D’images en interprétations
A la suite de la proclamation du prix Choix de l’Orient, vendredi 30 octobre, à 16h, à l’Agora, l’ambassadeur de France, Emmanuel Bonne, a souligné, une nouvelle fois, l’importance du Salon du livre francophone qui continue de consolider le statut de Beyrouth comme ville ouverte, comme ville d’écriture et de liberté d’expression. Et de relever «l’élément de continuité du Choix de l’Orient entre l’année dernière et cette année puisque, dit-il s’adressant aux étudiants, «vous avez choisi, dans les deux cas, des livres qui font référence à de grands titres de la littérature française; L’Etranger avec Meursault, contre-enquête, et Racine avec Titus n’aimait pas Bérénice». Retour à la réalité avec les premiers mots du ministre de la Culture, Rony Araiji, qui affirme tout de go: «Pour des raisons constitutionnelles, je n’aurais pas dû faire mon premier Salon du livre et je me retrouve au second, j’espère qu’il n’y aurait pas un troisième, car cela voudrait dire que les problèmes persistent». Il a mis l’accent sur l’importance et la particularité de ce prix, car, dit-il, «il est donné à des étudiants du Moyen-Orient de juger des œuvres francophones, tissant ainsi des liens entre diverses cultures et permettant d’exercer les esprits à s’ouvrir encore plus aux cultures des autres ce qui, malheureusement, nous manque beaucoup par ces temps qui courent. Deuxièmement, vous êtes un jury particulier, car vous êtes jeunes et, généralement, les jeunes étudiants ont un esprit plus ouvert, car il est encore frais, pas encore contaminé par les idées reçues et les principes qui viennent avec la vie; le message de l’auteur est donc fraîchement reçu et décortiqué».
Laissant la parole libre aux représentants de certaines universités présents sur le podium, il leur a été donné l’occasion d’expliquer les raisons de leurs choix. Pour certains, Boussole rend compte du Moyen-Orient négligé et marginalisé depuis très longtemps. Pour d’autres, Bérénice délaissé par Titus est une image de cet Orient négligé par l’Occident; pour d’autres encore, c’est l’image de la bonté naturelle de l’homme corrompue par la société à l’instar de Racine qui, une fois installé à Paris, est devenu libertin; pour certains c’est tout simplement le retour à l’une des missions premières de la littérature de nous emmener loin, sans nécessairement être contaminée par les sujets d’actualité.
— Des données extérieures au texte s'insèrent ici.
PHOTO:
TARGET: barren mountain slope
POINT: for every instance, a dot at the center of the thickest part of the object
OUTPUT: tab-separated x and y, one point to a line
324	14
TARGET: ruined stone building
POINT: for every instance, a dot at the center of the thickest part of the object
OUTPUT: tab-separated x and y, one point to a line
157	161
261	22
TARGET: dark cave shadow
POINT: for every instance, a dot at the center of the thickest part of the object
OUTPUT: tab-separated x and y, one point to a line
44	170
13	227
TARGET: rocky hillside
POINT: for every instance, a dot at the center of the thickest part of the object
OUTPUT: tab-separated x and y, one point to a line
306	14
Mais les sujets d’actualité sont, pour d’autres encore, la raison principale du choix notamment de 2084 de Boualem Sansal, ou des Prépondérants de Hédi Kaddour ou même d’Eva de Simon Liberati, ce récit d’une résistante qui ressemble aux femmes et aux enfants de l’Orient espérant un hasard ou une rencontre pour éviter le naufrage. Une constante semble ressortir des propos de ces étudiants, cette sensation prenante d’un Orient délaissé, tout en affichant un espoir indétrônable malgré tout, un choix à effectuer.